Re: Generating Chemistry Examples

Volker,

> However, what I can not see yet, is how I could represent my current
> navigation model in this format. In particular I struggle to understand
> -- how elements can be shared between groups (e.g, we have R1-O-R2 where

> both groups share O and I want to navigate from [R1-O]-R2 to R1-[0-R2],
> if that makes sense).

This is an interesting use case that has parallels in chord charts.
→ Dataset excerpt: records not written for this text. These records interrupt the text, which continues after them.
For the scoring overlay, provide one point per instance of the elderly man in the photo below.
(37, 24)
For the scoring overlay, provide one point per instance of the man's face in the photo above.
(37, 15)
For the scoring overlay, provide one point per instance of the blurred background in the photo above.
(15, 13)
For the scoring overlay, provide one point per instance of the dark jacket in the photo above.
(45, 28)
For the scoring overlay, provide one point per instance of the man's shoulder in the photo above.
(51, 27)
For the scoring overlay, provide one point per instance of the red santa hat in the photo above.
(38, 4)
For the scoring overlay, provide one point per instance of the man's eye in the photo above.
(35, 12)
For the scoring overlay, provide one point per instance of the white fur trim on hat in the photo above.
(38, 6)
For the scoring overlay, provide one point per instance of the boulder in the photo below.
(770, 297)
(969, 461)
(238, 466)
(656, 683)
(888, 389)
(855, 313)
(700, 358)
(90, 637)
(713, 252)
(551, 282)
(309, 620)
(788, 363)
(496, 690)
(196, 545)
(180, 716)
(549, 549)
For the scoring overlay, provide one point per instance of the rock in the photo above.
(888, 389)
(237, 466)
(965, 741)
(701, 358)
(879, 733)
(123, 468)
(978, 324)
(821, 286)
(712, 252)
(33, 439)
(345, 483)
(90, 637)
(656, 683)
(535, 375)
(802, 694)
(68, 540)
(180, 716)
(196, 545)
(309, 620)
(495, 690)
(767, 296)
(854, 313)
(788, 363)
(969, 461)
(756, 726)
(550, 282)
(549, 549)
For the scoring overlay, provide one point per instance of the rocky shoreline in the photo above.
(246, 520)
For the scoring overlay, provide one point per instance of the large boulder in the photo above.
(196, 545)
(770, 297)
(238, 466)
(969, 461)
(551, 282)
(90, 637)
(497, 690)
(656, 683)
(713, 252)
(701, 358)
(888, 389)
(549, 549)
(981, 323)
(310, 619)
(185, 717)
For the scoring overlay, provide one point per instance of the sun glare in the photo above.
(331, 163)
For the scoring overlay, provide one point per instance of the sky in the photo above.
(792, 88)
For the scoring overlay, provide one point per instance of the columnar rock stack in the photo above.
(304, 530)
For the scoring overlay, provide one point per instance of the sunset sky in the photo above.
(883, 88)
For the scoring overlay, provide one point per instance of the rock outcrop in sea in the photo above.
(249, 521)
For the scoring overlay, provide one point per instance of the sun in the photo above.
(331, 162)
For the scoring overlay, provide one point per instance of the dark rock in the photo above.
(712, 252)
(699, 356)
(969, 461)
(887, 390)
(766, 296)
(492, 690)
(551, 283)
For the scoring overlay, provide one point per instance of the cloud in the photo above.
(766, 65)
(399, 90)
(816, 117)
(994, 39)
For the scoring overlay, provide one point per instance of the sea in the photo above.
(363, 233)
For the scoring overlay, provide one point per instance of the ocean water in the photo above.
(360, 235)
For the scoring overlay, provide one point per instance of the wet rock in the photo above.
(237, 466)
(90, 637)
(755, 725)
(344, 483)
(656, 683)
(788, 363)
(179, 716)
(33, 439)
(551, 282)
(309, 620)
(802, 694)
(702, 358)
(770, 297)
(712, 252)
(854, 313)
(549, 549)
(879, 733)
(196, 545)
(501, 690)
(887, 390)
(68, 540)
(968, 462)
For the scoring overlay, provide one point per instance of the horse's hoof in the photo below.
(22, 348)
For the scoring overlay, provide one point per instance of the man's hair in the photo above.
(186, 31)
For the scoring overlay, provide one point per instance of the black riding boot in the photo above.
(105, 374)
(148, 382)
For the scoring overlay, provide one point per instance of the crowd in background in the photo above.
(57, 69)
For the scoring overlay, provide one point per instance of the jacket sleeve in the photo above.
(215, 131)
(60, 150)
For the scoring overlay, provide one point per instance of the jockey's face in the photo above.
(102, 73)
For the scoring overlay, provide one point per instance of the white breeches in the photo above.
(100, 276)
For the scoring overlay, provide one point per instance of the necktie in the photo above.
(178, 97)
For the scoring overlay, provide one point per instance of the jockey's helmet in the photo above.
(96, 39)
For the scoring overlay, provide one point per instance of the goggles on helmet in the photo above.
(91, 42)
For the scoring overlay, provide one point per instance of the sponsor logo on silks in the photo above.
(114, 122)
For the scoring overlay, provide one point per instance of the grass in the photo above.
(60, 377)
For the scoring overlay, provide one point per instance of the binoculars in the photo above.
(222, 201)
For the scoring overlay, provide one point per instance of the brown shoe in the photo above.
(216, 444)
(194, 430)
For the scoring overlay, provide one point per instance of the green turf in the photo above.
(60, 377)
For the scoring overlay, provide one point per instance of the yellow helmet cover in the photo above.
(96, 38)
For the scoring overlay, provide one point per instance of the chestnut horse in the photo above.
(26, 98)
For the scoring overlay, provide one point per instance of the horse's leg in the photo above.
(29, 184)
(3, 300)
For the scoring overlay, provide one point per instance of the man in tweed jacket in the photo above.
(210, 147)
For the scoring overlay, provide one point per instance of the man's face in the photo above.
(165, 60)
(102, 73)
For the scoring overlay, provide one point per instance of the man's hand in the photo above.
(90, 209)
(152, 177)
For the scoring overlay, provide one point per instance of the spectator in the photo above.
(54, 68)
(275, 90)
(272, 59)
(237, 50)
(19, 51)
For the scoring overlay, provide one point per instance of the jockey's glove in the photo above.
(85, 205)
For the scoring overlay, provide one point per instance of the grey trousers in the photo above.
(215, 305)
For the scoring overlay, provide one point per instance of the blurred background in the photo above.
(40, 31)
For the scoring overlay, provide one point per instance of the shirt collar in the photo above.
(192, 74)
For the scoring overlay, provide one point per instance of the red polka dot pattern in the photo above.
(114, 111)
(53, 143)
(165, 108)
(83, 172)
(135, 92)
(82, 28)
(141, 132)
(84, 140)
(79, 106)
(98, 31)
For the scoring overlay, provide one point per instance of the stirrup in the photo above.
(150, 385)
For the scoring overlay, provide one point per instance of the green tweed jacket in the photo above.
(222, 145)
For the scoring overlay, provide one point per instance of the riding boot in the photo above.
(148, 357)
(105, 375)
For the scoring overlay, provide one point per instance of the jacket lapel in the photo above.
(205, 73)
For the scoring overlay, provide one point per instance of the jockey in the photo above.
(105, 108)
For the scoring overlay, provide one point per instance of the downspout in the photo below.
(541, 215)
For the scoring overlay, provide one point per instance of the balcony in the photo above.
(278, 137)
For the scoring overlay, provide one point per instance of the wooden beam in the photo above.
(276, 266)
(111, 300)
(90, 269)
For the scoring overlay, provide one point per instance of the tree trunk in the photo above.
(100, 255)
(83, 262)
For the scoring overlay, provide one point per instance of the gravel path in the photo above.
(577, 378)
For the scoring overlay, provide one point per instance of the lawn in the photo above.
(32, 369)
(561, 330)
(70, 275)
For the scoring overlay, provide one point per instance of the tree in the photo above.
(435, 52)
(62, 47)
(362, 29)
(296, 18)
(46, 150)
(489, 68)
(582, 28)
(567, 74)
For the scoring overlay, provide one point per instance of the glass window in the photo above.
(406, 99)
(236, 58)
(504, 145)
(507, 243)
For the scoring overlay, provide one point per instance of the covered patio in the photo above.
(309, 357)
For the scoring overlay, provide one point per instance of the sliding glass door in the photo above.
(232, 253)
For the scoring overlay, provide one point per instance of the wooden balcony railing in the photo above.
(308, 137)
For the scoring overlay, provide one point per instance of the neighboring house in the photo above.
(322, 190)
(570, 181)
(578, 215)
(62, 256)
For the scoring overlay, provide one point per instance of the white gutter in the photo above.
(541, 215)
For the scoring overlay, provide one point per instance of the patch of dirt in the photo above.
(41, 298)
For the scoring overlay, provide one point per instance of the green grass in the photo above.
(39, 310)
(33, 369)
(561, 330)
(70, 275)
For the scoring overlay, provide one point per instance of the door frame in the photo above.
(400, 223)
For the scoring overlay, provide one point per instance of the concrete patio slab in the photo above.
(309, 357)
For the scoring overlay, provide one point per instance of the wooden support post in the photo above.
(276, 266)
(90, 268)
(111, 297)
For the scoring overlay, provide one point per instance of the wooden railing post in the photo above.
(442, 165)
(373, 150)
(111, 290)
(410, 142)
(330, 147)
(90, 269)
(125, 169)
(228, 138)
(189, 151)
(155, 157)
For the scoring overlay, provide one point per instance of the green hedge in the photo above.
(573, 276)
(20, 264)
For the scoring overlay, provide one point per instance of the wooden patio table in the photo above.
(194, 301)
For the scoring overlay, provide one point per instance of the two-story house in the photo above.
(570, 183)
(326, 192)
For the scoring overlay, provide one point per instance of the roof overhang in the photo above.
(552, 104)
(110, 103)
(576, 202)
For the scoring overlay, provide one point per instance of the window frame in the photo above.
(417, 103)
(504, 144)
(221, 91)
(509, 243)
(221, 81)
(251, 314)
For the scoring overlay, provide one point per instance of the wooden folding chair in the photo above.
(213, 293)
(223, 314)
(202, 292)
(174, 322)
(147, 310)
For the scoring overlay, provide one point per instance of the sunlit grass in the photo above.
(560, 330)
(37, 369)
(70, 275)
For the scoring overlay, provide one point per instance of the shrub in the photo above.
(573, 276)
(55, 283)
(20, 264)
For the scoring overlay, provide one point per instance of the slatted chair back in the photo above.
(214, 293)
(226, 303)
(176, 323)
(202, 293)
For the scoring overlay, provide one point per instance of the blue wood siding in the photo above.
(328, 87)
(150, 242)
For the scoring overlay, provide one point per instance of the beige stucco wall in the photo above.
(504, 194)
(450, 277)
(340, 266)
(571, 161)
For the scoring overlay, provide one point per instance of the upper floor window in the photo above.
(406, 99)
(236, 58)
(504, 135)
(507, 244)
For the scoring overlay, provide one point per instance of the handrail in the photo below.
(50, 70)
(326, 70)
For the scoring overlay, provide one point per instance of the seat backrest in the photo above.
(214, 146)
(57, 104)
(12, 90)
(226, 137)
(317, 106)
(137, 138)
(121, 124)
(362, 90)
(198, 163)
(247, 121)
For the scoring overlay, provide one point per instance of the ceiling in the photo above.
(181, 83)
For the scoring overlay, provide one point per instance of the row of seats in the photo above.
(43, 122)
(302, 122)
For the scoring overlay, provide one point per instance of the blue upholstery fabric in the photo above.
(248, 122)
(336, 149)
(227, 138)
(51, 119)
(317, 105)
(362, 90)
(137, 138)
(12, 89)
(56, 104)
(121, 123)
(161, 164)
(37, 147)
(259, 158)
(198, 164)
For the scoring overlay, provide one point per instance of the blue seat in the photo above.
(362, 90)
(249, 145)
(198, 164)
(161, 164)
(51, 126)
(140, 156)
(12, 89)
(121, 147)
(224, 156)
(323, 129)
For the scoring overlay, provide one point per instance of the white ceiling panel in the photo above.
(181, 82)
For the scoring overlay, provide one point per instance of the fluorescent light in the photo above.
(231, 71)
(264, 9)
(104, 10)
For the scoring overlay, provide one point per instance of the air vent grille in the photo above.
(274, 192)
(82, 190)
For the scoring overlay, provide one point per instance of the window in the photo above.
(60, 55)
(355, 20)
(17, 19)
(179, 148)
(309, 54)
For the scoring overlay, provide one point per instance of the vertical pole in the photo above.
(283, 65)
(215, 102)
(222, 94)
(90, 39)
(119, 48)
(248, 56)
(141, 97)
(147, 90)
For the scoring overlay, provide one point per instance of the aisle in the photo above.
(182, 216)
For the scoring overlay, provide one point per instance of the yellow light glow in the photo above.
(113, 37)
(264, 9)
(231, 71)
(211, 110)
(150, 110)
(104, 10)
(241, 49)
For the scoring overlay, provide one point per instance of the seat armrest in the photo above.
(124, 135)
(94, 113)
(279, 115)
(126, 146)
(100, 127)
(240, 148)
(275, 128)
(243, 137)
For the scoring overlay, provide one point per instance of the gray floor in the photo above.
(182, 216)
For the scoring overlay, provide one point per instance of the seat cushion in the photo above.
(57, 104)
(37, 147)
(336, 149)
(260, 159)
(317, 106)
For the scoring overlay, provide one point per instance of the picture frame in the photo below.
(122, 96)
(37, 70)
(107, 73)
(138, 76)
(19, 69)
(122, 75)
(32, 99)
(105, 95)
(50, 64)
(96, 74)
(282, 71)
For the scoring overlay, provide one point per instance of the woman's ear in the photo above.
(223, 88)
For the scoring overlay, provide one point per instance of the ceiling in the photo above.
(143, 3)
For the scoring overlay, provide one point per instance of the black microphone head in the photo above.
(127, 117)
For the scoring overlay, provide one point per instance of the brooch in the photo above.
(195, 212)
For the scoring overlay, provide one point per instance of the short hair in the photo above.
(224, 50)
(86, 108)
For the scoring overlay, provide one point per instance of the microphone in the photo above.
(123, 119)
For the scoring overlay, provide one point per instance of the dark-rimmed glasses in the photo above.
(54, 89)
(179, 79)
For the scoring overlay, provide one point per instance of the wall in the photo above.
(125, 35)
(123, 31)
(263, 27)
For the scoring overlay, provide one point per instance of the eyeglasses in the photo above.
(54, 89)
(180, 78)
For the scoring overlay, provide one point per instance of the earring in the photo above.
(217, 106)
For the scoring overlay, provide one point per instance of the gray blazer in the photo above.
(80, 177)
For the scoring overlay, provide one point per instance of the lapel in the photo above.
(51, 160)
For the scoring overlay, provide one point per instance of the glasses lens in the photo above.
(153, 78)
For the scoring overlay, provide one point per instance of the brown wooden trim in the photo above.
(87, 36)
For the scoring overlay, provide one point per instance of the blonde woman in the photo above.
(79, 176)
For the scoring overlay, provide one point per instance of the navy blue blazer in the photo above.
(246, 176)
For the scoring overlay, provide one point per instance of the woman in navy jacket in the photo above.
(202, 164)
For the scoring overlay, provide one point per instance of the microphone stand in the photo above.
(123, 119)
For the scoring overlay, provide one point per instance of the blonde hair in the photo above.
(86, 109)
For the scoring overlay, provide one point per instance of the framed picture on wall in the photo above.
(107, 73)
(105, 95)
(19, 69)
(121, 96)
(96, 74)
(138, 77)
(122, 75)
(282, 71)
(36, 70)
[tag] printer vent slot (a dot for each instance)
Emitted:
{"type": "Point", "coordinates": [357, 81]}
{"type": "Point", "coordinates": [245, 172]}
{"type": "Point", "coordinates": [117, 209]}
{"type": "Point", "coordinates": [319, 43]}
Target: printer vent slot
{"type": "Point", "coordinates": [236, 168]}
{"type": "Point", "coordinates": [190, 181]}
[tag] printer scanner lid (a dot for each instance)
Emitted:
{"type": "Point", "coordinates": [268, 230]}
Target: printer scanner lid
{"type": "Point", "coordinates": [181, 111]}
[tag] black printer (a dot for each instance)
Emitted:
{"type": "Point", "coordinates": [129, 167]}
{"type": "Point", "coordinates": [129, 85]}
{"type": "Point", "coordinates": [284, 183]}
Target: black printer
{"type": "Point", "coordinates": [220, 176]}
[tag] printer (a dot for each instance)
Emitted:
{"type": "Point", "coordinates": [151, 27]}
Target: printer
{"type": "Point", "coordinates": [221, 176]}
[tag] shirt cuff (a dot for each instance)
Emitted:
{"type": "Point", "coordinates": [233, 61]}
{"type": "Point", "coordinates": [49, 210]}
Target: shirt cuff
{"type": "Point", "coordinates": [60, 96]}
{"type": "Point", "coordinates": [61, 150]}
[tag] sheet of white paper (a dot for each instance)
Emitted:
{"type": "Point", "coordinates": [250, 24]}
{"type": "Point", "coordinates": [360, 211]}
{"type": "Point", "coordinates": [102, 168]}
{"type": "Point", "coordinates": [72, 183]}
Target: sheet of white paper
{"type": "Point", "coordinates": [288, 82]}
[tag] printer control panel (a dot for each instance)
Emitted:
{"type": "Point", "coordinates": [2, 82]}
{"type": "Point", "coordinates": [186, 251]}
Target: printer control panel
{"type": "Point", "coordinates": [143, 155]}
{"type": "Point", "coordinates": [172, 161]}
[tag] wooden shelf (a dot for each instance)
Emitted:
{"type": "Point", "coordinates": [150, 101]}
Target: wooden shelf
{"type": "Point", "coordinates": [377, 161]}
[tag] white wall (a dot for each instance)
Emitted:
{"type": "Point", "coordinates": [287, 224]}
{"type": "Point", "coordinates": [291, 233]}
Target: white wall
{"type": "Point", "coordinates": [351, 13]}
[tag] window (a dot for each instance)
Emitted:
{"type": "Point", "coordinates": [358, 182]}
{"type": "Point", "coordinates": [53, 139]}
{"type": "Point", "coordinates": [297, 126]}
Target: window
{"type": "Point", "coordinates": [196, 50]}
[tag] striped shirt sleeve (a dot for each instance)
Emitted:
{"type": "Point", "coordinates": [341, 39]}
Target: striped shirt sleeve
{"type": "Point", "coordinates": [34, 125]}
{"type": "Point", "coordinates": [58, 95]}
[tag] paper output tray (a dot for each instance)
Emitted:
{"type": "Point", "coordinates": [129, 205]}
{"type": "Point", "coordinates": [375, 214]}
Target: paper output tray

Without
connectors, I don't know how you can solve it.


                                                              
     Regards,                                                 
                                                              
    Fred Esch                                                 
 Watson, IBM, W3C                                             
  Accessibility                                               
                                                              
 IBM Watson       Watson Release Management and Quality       
                                                              






From: "Chaals McCathie Nevile" <chaals@yandex-team.ru>
To: "Volker Sorge" <v.sorge@progressiveaccess.com>
Cc: "SVG-A11y TF" <public-svg-a11y@w3.org>
Date: 12/02/2015 06:10 AM
Subject: Re: Generating Chemistry Examples



On Wed, 02 Dec 2015 20:30:21 +1000, Volker Sorge
<v.sorge@progressiveaccess.com> wrote:

> Dear Chaals,
>
> Thank you for those links. I had a look and I can see that it should be
> quite straight forward to generate something similar automatically from
> my molecule examples.

Whee! Seriously, that's nice to hear... although we of course need to work

through the details…

> However, what I can not see yet, is how I could represent my current
> navigation model in this format. In particular I struggle to understand
> -- how elements can be shared between groups (e.g, we have R1-O-R2 where

> both groups share O and I want to navigate from [R1-O]-R2 to R1-[0-R2],
> if that makes sense).

I don't currently have a way to do that :( It might be possible using
aria, but of course that only works with screenreaders - and even then, in

quite a limited way at the moment ;(

> -- how hierarchical navigation is supported.

Technically, it isn't.

In the composed-tree example I have sort of faked it - tabindex gives a
"breadth-first" navigation of a tree, but you can follow a link to jump
down to the next level. Unfortunately going back is only possible for
links - if you moved a bit with tabindex, you don't get more history.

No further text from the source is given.